If you recognize potential by sending people on leadership development programs (whether internal or external) early in their careers, you will get better leadership capability sooner and across a wider spectrum.
If you acknowledge high potentials and then do nothing about it, you will get people who feel valuable but undervalued - a sure recipe for top talent turnover.
If you advance people with questionable values and ethics into positions of greater authority, you will get more people with questionable ethics and a poisoned succession pool.
If you seek out the "right" work to give to high potential people - work that fits with their strengths - you will get above average results and greater commitment. If you do not match the type and pace of assignments given to talented individuals, you will marginalize their results. And their commitment.
4. Finally, the true values of the organization show just as much in the way it deals with people and practices that drag everyone else down as in the way it rewards and recognizes excellence. In other words, succession management means weeding as well as feeding.
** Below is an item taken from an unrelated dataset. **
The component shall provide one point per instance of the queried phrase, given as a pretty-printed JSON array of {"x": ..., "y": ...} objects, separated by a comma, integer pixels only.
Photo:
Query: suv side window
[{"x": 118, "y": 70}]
HR executives should be pressing forward on practices that make the performance metrics/consequences for low performance just as clear as the performance metrics for high performance.
In sum, it is the Rewards side of the Rewards and Recognition equation that has received the lion's share of attention but it is the Recognition side that ensures successful outcomes on the challenges of succession management, whether from a governance, organizational or individual viewpoint. HR executives cannot ignore Reward program redesigns (you need to get them right) but they are only the foundation. Actively managing out individuals with low potential while building the intellectual, ethical and behavioural capability of the "A" players (the future leadership bench) is where the gold is for succession management. The effort pays dividends in sustainable performance far in excess of investment costs.
So take a good look at your organization's Rewards and Recognition efforts. Do they support your succession management program(s)? Are they integrated with other elements of the overall employment deal? Are they good enough?
Paul Britton is a Partner with Crossford Consulting Group.
He has over 25 years of human resources management experience working in both line Human Resources and consulting.